Dealing with Stress in the Workplace
Stress is decidedly a personalized occurrence and varies widely even in identical situations for various reasons. One survey reveals that majority of policemen become stressed simply by completing necessary paper work than facing the dangers related to pursuing and catching criminals.
Downsizing, mergers and bankruptcies have cost hundreds of thousands of employees their jobs while millions have been transferred to unfamiliar tasks within their companies with no assurance of tenure. Employees at all levels of the corporate ladder are increasingly experiencing tension and insecurity.
A study done by National Institute for Occupational Safety and Health (NIOSH) reveals that:
þ 40% of employees say their job is very or extremely stressful;
þ 25% view their jobs as the number one cause of stress in their lives;
þ 75% of today’s employees believe they have more on-the-job stress than a generation ago;
þ 29% of employees feel quite a bit or extremely stressed at work;
þ 26% of employees said they are “often or very often burned out or stressed by their work”;
þ Job stress is more strongly associated with health complaints than financial or family problems.
One of the common causes of stress in the workplace is the perceived inability of an individual to do something to correct his situation. When this happens, anxiety increases and hopelessness sets in and begins to put a strain not only in interpersonal relationships in the workplace but also on marital and family relations.

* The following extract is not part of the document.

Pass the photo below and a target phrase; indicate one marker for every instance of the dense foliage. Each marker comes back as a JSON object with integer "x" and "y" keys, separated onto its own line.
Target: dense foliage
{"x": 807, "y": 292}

Nonetheless, occupational stress however is not limited to those affected by the global business upheavals. Some occupations are inherently more hazardous or can become dangerous like police officers, firemen, ambulance drivers, military personnel and disaster rescue teams. People who perform these jobs often experience traumatic incidents in the performance of their duties resulting to memory flashbacks and nightmares, sleep disturbance, guilt and frightfulness a condition or sickness called post-traumatic stress disorder.
Some of the effective methods to resolve work-related stressful situations are:
- Know your primary responsibility by identifying the key objectives and priorities of your job.

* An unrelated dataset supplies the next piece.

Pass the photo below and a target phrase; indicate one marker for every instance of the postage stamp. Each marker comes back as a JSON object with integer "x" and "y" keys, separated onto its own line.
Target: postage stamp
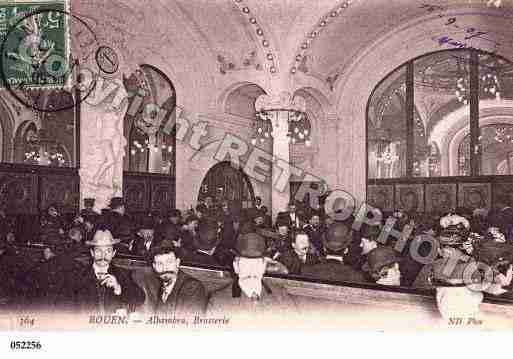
{"x": 35, "y": 44}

- Understand the company’s strategy and culture so you do not become the odd man out!
- Focus on the things that are important for success and reduce time spent on low priority tasks.

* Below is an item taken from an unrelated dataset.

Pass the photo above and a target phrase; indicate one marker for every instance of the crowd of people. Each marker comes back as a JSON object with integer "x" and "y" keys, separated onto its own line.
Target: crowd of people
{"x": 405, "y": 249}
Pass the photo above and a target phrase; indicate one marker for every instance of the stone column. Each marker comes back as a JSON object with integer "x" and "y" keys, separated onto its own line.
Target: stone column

- Identify the company’s achievers and learn from them.
- Make sure you have the necessary skills and resources to perform your job. If you don’t, make sure you get them by learning on your own.
- Do not set your own priorities; always confirm them with your superiors.
- There’s only one way to do things, do it right the first time!
- Understand to how to achieve your personal peak performance in doing your job.
- Make certain that you and your superiors agree on the areas you should concentrate on during crunch time.
- Make sure that you have the proper resources, training and staff necessary to do a good job.
Knowing your job and responsibilities helps you to manage stress. You are able to work more effectively, assist in constructively improving your function and become more self-assured. These are very important to enable any individual to keep job stress under control, to improve the quality of you work and to achieve success.
It is how you fit into the work environment that matters more. Levels of stress are as varied as the individuals who experience stress, even in identical situations.